徳島大学・京都大学の宇都義浩教授による講義では、カイロプラクティックを社会および医療界に適切に伝えていくためには、臨床経験に加え、再現性と検証性を備えたエビデンスの構築が不可欠であることが示されました。
また、臨床現場で実施可能な研究設計の考え方や、評価指標の重要性について解説が行われ、日々の臨床を研究へとつなげていく重要性が共有されました。

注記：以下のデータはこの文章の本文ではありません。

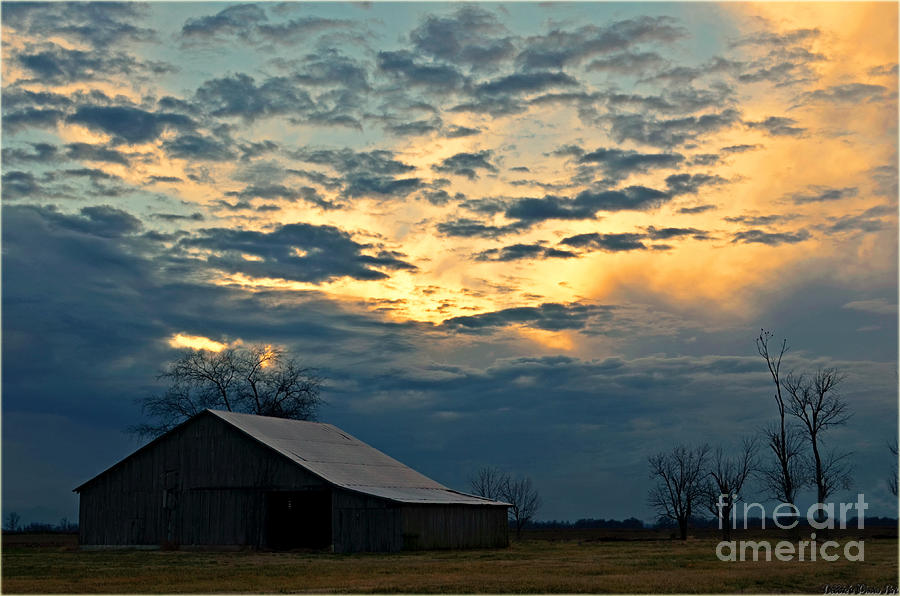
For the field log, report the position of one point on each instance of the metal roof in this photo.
(345, 461)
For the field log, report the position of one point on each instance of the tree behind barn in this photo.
(256, 380)
(680, 484)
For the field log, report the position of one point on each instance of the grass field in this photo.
(542, 562)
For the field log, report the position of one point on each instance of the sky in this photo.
(537, 236)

続いて小林病院長より、日本の医療現場における課題やカイロプラクティックの認知状況についての説明が行われました。その中で、研究成果を論文化し、学会や医学領域へ発信していくことが、業界の社会的理解と信頼性の向上につながるとの考えが示されました。
また、医療従事者が抱える身体的負担や現場課題に対し、カイロプラクティックが果たし得る役割についても意見が交わされました。
本開催は、研究と実践の両面からカイロプラクティックの新たな可能性を見出すとともに、業界の未来を担う人材としての意識を、参加者一人ひとりが深める機会となりました。
Zenkenkaiは、本取り組みを通じてカイロプラクティックの研究および実践の体系化を進め、国内外への発信を強化してまいります。
今後は、研究成果の論文化や学会発表を見据えた活動を推進するとともに、医療・研究分野との連携を深めることで、業界の社会的理解と信頼性の向上に貢献していきます。
また、これらの活動を通じて、カイロプラクティックの価値を適切に発信できる人材の育成を図り、業界全体の持続的な発展につなげてまいります。